On Path-Complete Lyapunov Functions: Geometry and Comparison

TL;DR

This paper investigates the geometric structure of Path-Complete Lyapunov Functions for switching system stability and introduces a linear programming method to compare their conservativeness.

Contribution

It demonstrates that Path-Complete Lyapunov Functions can be expressed as common Lyapunov functions with minima and maxima, and provides a linear program to compare their conservativeness.

Findings

Path-Complete Lyapunov Functions can be represented as common Lyapunov functions.

A linear programming criterion for comparing Lyapunov functions' conservativeness.
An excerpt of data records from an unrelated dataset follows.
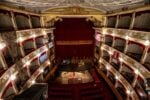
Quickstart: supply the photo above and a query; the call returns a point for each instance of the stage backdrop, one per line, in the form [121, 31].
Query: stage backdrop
[74, 37]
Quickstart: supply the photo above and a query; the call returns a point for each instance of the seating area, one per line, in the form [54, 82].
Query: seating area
[86, 91]
[96, 90]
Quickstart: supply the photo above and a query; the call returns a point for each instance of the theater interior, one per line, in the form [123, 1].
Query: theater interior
[74, 49]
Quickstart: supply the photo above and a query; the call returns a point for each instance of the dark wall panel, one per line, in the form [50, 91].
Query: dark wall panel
[74, 29]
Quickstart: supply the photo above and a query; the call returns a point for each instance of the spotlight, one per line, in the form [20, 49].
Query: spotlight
[12, 77]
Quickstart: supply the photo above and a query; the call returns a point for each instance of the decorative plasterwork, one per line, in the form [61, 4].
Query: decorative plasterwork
[101, 5]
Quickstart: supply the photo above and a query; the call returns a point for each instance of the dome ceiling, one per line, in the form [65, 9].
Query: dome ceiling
[101, 5]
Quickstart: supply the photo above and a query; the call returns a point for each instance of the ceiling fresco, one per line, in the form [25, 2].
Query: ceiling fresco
[101, 5]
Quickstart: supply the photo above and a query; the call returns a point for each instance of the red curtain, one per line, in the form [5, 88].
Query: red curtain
[74, 29]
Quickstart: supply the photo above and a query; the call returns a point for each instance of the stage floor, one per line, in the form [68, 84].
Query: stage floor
[74, 77]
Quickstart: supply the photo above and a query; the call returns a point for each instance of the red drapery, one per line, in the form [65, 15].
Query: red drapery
[74, 29]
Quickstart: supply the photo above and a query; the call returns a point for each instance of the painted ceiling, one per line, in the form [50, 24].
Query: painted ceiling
[101, 5]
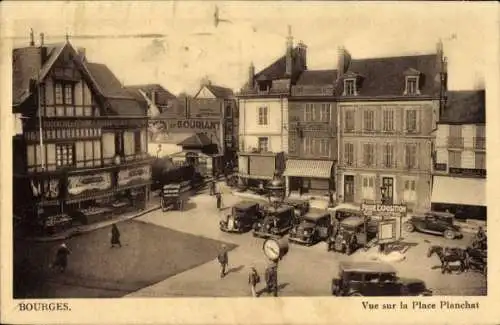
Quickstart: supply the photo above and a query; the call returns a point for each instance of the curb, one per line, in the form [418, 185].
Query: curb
[79, 231]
Each criterion implies an invariant set for the system.

Abstract

We study optimization-based criteria for the stability of switching systems, known as Path-Complete Lyapunov Functions, and ask the question "can we decide algorithmically when a criterion is less conservative than another". Our contribution is twofold. First, we show that a Path-Complete Lyapunov Function, which is a multiple Lyapunov function by nature, can always be expressed as a common Lyapunov function taking the form of a combination of minima and maxima of the elementary functions that compose it. Geometrically, our results provide for each Path-Complete criterion an implied invariant set. Second, we provide a linear programming criterion allowing to compare the conservativeness of two arbitrary given Path-Complete Lyapunov functions.